Abstract

Cardiac diseases pose a significant non-obstetrical threat to maternal well-being during pregnancy, contributing to nearly 10% of maternal mortality. The intersection of pregnancy and cardiac disease presents a complex scenario, affecting approximately 1-3% of pregnancies. Rheumatic heart disease (RHD) remains a prevalent issue in developing countries, while advancements in pediatric cardiology have increased survival rates for congenital heart disease. This exploration aims to comprehensively understand the impact of cardiac diseases on maternal and fetal outcomes during pregnancy.A prospective observational study conducted over 1 year and 6 months included 40 pregnant women with cardiovascular disease. Antenatal investigations, electrocardiogram, and echocardiography were performed. Maternal and fetal outcomes were assessed, and data were presented as descriptive statistics. The study revealed a 2.07% prevalence of cardiac disease in 1926 deliveries, with a mean age of 24±4 years. Cesarean section was the predominant mode of delivery (70%). Most cases had NYHA grade I disease (80%). Maternal outcomes were uneventful in 88%, and only 12% had ICU admission.
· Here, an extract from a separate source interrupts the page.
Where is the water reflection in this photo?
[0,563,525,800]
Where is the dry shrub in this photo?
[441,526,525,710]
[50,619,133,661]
Complications due to cardiac disease were observed in 17.5% of participants. Neonatal outcomes included NICU admission (25%), low birth weight (22.5%), and preterm birth (20%).Cardiovascular complications in pregnancy affect up to 4% of cases. The prevalence in this study aligns with existing literature. Rheumatic heart disease and congenital heart disease were predominant, consistent with global trends. Maternal and perinatal outcomes were favorable in NYHA grades I and II, emphasizing the importance of early intervention and healthcare accessibility.Cardiac disease is a substantial risk factor for maternal mortality during pregnancy. The study highlights the dual risk of balancing maternal well-being and fetal development. Prevalence, complications, and outcomes underscore the significance of pre-pregnancy counseling, early detection, and multidisciplinary management for optimal pregnancy outcomes.